A new study correlates significantly lower frequency and activity of PON1-Q paraoxonase polymorphism, which processes several organophosphates including some nerve gases, with a symptomatic group of Gulf War syndrome veterans, as compared to well controls (7). This study has in effect carried out my suggestion for one of the groups, and its result strongly implies the need to do the same for the others: MCS, fibromyalgia, and CFS.
Steven C. Rowat
Grantham's Landing
British Columbia, Canada
E-mail: Steven_Rowat@sunshine.net
References and Notes
1. Diepgen TL, Geldmacher-von Mallinckrodt M. Interethnic differences in the detoxification of organophosphates: the human serum paraoxonase polymorphism. Arch Toxicol Suppl 9:154-158 (1986).

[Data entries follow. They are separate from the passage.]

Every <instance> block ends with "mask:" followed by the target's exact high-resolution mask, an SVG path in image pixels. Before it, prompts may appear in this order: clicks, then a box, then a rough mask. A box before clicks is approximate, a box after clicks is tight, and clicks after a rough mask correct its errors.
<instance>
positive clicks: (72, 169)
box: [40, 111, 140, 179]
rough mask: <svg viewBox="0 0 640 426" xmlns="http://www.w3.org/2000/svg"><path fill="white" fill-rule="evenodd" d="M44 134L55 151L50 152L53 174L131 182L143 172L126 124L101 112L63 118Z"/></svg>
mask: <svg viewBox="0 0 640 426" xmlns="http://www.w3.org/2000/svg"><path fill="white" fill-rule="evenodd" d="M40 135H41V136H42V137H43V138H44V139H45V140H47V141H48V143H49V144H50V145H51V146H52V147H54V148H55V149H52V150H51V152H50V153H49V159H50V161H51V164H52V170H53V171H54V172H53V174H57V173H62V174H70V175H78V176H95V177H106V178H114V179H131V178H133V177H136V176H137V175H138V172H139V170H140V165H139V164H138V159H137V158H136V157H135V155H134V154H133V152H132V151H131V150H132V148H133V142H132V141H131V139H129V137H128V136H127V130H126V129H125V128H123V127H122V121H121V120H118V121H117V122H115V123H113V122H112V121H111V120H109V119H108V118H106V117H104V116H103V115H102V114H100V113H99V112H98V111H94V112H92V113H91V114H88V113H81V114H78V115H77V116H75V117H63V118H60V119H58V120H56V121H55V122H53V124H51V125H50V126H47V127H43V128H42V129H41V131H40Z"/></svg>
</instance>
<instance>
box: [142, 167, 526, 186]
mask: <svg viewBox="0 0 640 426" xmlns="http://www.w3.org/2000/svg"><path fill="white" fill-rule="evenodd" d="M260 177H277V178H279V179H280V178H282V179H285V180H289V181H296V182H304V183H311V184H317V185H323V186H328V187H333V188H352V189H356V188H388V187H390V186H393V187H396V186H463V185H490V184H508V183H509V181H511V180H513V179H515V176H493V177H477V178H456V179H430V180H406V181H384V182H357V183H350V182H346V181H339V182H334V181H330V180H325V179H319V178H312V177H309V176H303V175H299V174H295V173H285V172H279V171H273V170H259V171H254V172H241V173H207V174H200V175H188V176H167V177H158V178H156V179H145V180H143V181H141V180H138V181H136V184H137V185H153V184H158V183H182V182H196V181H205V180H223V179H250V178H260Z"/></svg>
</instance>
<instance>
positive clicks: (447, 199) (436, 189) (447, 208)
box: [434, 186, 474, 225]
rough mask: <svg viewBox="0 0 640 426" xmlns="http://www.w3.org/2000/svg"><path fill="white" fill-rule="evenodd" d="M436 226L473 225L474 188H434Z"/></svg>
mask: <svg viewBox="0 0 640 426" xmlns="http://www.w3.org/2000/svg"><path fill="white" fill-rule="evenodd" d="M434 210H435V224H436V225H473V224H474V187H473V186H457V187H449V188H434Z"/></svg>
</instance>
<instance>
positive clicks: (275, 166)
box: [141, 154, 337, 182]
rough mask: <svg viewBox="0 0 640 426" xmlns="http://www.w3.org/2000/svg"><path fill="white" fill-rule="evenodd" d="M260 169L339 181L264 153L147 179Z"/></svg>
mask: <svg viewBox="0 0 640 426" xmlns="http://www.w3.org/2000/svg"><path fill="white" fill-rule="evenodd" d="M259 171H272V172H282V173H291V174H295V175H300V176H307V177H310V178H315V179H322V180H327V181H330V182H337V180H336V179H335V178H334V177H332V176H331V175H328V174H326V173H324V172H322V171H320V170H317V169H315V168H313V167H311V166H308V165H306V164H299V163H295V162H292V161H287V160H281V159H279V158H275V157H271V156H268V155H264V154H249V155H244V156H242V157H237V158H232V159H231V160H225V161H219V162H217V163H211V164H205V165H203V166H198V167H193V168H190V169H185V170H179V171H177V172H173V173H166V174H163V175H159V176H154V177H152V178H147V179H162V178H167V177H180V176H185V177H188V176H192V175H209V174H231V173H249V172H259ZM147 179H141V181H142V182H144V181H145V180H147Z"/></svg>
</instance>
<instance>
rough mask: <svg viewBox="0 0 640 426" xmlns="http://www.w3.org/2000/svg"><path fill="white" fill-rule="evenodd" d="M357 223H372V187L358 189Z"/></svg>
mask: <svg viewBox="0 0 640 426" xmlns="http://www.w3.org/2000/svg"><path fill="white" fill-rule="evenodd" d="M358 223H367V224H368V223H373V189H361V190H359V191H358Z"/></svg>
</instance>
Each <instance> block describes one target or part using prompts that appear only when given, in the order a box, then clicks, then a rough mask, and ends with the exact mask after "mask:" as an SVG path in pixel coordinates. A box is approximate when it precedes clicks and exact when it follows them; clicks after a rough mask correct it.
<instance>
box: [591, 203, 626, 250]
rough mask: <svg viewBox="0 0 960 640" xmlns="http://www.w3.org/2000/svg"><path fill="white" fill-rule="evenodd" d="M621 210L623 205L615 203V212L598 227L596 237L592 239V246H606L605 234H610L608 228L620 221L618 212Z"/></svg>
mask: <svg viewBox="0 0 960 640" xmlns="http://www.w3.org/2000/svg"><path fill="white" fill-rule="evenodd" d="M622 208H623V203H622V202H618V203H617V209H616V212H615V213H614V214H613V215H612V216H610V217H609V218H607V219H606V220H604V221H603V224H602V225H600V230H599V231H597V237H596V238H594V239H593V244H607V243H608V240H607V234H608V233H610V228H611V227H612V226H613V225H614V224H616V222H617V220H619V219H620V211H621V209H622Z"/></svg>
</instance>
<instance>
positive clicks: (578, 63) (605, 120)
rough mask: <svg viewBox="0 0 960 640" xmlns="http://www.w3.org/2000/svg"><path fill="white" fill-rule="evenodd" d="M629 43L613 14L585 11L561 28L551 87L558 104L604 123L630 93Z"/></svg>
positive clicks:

2. Mackness B, Mackness MI, Arrol S, Turkie W, Durrington PN. Effect of the molecular polymorphisms of human paraoxonase (PON1) on the rate of hydrolysis of paraoxon. Br J Pharmacol 122(2):265-268 (1997).
3. Mackness B, Durrington PN, Mackness MI. Human serum paraoxonase. Gen Pharmacol 31(3):329-336 (1998).
4. Ziem G, McTamney J. Profile of patients with chemical injury and sensitivity. Environ Health Perspect 105(suppl 2):417-436 (1997).
5. Miller CS. Chemical sensitivity: symptom, syndrome or mechanism for disease? Toxicology 111:69-86 (1996).
6. Rowat SC. Integrated defense system overlaps as a disease model: with examples for multiple chemical sensitivity. Environ Health Perspect 106(suppl 1):85-109 (1998).
7. Haley RW, Billecke S, La Du BN. Association of low PON1 type Q (type A) arylesterase activity with neurologic symptom complexes in Gulf War veterans. Toxicol Appl Pharmacol 157(3):227-233 (1999).